News Feature | April 7, 2014

FDA Issues Statement On Prescription Opioid Abuse

By Liisa Vexler

In a statement made April 3rd, the U.S. Food and Drug Administration (FDA) commissioner, Margaret A. Hamburg, discussed her agency’s efforts to address the public health crisis resulting from improper use, abuse, addiction, and overdose of prescription opioid products. The FDA hopes to address these problems, while still protecting the availability of these effective medications for patients who suffer from pain.

According to the statement, 16,000 deaths occur annually from opioid-related overdoses. Misuse of these medications is often directly related to inappropriate prescriptions, poor disposal of unused medications, and illegal activity perpetrated by some of healthcare providers. Commissioner Hamburg noted, “This highlights the important role that education of prescribers and patients can play in addressing this epidemic. The FDA has taken steps to address this but more work remains to be done.”
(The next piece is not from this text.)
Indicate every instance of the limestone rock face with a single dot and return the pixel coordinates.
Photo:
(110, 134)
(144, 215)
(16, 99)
For over ten years, the FDA has taken measures to curb opioid misuse and to boost the development of new pharmaceutical therapies to fight pain. The steps taken to-date include:

• Changing opioid product labeling to encourage their safe and appropriate use. The most recent change was to the indications and safety warnings on extended-release and long-acting opioid products.
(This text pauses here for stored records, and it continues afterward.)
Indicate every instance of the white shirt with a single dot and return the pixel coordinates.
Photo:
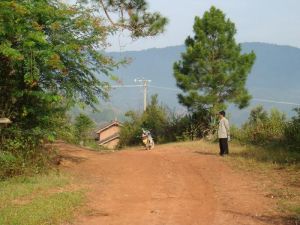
(223, 130)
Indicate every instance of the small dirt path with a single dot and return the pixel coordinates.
(170, 185)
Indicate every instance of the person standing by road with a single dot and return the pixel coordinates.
(223, 134)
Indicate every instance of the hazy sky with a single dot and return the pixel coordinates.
(272, 21)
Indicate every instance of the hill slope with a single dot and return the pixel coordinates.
(275, 76)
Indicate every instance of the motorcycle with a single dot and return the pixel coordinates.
(147, 139)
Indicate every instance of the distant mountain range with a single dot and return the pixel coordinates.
(275, 79)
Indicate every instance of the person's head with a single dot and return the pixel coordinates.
(222, 114)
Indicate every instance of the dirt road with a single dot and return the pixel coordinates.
(170, 185)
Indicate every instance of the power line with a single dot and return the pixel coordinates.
(277, 102)
(164, 88)
(176, 90)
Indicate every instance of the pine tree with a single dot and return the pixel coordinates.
(213, 71)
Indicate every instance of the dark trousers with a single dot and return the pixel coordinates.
(223, 142)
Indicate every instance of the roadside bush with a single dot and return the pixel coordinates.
(262, 127)
(292, 131)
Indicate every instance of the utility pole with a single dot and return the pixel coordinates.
(145, 85)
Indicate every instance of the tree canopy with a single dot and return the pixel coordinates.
(53, 53)
(213, 71)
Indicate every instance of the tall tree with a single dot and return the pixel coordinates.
(51, 52)
(213, 71)
(52, 56)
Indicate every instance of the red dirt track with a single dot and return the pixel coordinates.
(170, 185)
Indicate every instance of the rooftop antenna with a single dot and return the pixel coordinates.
(144, 82)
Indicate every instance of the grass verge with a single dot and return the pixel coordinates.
(277, 169)
(39, 200)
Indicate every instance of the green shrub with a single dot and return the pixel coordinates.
(292, 131)
(262, 127)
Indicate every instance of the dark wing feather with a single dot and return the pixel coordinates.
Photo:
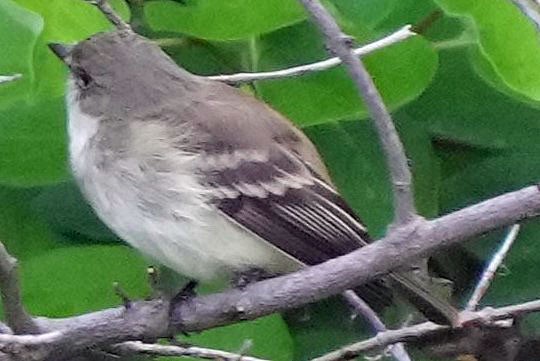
(266, 176)
(287, 204)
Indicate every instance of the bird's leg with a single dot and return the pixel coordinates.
(184, 295)
(245, 277)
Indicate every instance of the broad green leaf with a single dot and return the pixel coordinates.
(68, 213)
(65, 21)
(401, 72)
(71, 21)
(352, 153)
(32, 143)
(19, 32)
(506, 39)
(223, 20)
(74, 280)
(24, 233)
(476, 176)
(459, 108)
(367, 12)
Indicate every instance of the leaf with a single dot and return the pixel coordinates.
(32, 144)
(68, 213)
(223, 20)
(506, 39)
(24, 234)
(74, 280)
(19, 32)
(401, 73)
(460, 108)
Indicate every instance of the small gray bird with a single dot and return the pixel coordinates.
(201, 177)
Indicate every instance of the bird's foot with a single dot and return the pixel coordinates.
(251, 275)
(184, 295)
• Requiring that opioid manufacturers test the long-term safety of extended product use.

• Encouraging appropriate physician prescription and patient use by requiring educational materials for extended-release and long-acting opioids.

• Expediting the review of non-opioid pain medications entering the market.

• Partnering with other government agencies and scientists to further scientific understanding of pain pathways and mechanisms, and methods for treating pain, especially non-opioid options.

• Moving hydrocodone-containing products from Schedule III to Schedule II to add restrictions to their use.

• Bolstering surveillance programs to identify new issues in opioid prescription abuse.

• And, finally, fostering the development of therapies for opioid abuse like buprenorphine and naloxone.

The FDA noted that it must have partners in this battle and is working with the White House Office of National Drug Control Policy, the Drug Enforcement Administration, agencies within the Department of Health and Human Services, state and local governments, public health professionals, health care providers, addiction experts, researchers, industry, and patient groups.